By clicking “Sign up for GitHub”, you agree to our terms of service and privacy statement. We’ll occasionally send you account related emails.

Already on GitHub? Sign in to your account

[BUG]CUDA OUT OF MEMORY #179

Closed
henan991201 opened this issue Jun 28, 2023 · 8 comments
Closed

[BUG]CUDA OUT OF MEMORY #179

henan991201 opened this issue Jun 28, 2023 · 8 comments
Labels
bug Something isn't working

Comments

@henan991201
Copy link

henan991201 commented Jun 28, 2023

I use 32G V100 to try to quantize llama-13B ckpt, but it will report CUDA OUT OF MEMORY. The number of samples is 128.
Thanks for any reply.

quantize_config = BaseQuantizeConfig(
    bits=4,  # quantize model to 4-bit
    group_size=128,  # it is recommended to set the value to 128
    desc_act=False,  # set to False can significantly speed up inference but the perplexity may slightly bad 
)
max_memory = dict()
if torch.cuda.is_available():
    max_memory.update({i: f"32GIB" for i in range(torch.cuda.device_count())})

model = AutoGPTQForCausalLM.from_pretrained(pretrained_model_dir, quantize_config, max_memory=max_memory)

model.quantize(examples,batch_size=1)
@henan991201 henan991201 added the bug Something isn't working label Jun 28, 2023
@TheBloke
Copy link
Contributor

The issue is that by using max_memory you are telling it to load the model into VRAM, as well as doing the quantisation in VRAM.

If you leave out max_memory, then it will load the model into RAM and then quantise on the GPU. This uses much less VRAM. For example, with a 24GB card I can make a GPTQ for a 33B or even 65B model.

I don't know if this is a bug or not - I guess maybe it is, because the quantization code should take account of max_memory and not cause the out of memory error.

But it's easy to solve the problem just by not using max_memory.

Here is the function I use for quantising:

def quantize(model_dir, output_dir, traindataset, bits, group_size, desc_act, damp, batch_size = 1, use_triton=False, trust_remote_code=False, dtype='float16'):
    quantize_config = BaseQuantizeConfig(
        bits=bits,
        group_size=group_size,
        desc_act=desc_act,
        damp_percent=damp
    )

    if dtype == 'float16':
        torch_dtype  = torch.float16
    elif dtype == 'float32':
        torch_dtype  = torch.float32
    elif dtype == 'bfloat16':
        torch_dtype  = torch.bfloat16
    else:
        raise ValueError(f"Unsupported dtype: {dtype}")

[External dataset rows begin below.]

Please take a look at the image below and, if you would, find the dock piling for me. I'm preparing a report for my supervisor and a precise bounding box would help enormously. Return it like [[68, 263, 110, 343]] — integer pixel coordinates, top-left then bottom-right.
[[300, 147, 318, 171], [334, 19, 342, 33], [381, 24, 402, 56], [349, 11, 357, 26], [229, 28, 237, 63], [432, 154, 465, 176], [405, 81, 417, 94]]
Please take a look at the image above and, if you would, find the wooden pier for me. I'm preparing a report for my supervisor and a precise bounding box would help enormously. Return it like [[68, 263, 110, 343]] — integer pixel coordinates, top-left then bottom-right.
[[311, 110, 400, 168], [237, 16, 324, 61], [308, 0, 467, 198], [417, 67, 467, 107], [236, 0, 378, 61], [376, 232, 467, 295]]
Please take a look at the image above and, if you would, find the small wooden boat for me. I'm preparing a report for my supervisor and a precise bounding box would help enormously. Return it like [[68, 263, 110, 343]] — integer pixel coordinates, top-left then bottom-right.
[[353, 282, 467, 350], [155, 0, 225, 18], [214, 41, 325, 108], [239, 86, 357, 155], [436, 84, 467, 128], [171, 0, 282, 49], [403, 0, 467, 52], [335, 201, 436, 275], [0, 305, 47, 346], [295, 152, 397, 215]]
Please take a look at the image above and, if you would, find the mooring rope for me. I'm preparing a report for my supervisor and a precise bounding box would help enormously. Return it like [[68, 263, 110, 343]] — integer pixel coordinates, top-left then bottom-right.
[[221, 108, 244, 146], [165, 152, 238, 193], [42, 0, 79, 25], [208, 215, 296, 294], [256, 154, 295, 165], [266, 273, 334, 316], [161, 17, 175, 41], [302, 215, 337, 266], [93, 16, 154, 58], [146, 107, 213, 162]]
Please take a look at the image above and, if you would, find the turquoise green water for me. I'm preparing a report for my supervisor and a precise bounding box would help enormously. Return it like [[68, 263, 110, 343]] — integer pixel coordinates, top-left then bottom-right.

    logger.info(f"Loading model from {model_dir} with trust_remote_code={trust_remote_code} and dtype={torch_dtype}")
    model = AutoGPTQForCausalLM.from_pretrained(model_dir, quantize_config=quantize_config, low_cpu_mem_usage=True, torch_dtype=torch_dtype, trust_remote_code=trust_remote_code)

    logger.info(f"Starting quantization to {output_dir} with use_triton={use_triton}")
    start_time = time.time()
    model.quantize(traindataset, use_triton=use_triton, batch_size=batch_size)

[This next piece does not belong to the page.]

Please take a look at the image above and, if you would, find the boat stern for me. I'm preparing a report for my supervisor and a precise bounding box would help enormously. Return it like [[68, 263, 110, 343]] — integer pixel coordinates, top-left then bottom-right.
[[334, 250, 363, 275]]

    logger.info(f"Time to quantize model at {output_dir} with use_triton={use_triton}: {time.time() - start_time:.2f}")

    logger.info(f"Saving quantized model to {output_dir}")
    model.save_quantized(output_dir, use_safetensors=True)
    logger.info("Done.")

That function is part of a script I wrote to easily quantise a model from the command line. The full script is below. You could save this and run it immediately to quantise with C4 or Wikitext2. it's able to make multiple GPTQs of a single base model, with varying parameters for testing. But you can use it to just make just one by using the command line parameters.

It always uses 128 samples and I didn't add a parameter for that, but it would be easy to add.

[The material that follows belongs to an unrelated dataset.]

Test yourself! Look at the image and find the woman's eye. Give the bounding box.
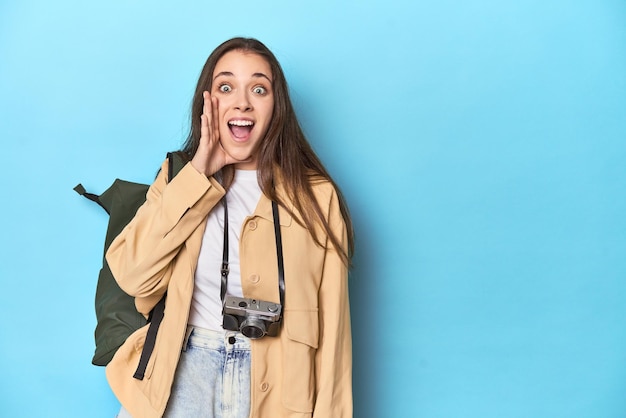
[252,86,267,95]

Example execution of the script:

python3 quant_autogptq.py /workspace/llama-30b /workspace/llama-30b-gptq wikitext --bits 4 --group_size 128 --desc_act 0  --dtype float16

Script:

import time
import os
import logging

from transformers import AutoTokenizer, TextGenerationPipeline
from auto_gptq import AutoGPTQForCausalLM, BaseQuantizeConfig
import numpy as np
import torch
import torch.nn as nn
import argparse

def get_wikitext2(nsamples, seed, seqlen, tokenizer):
    from datasets import load_dataset
    logger = logging.getLogger(__name__)

    wikidata = load_dataset('wikitext', 'wikitext-2-raw-v1', split='test')
    wikilist = [' \n' if s == '' else s for s in wikidata['text'] ]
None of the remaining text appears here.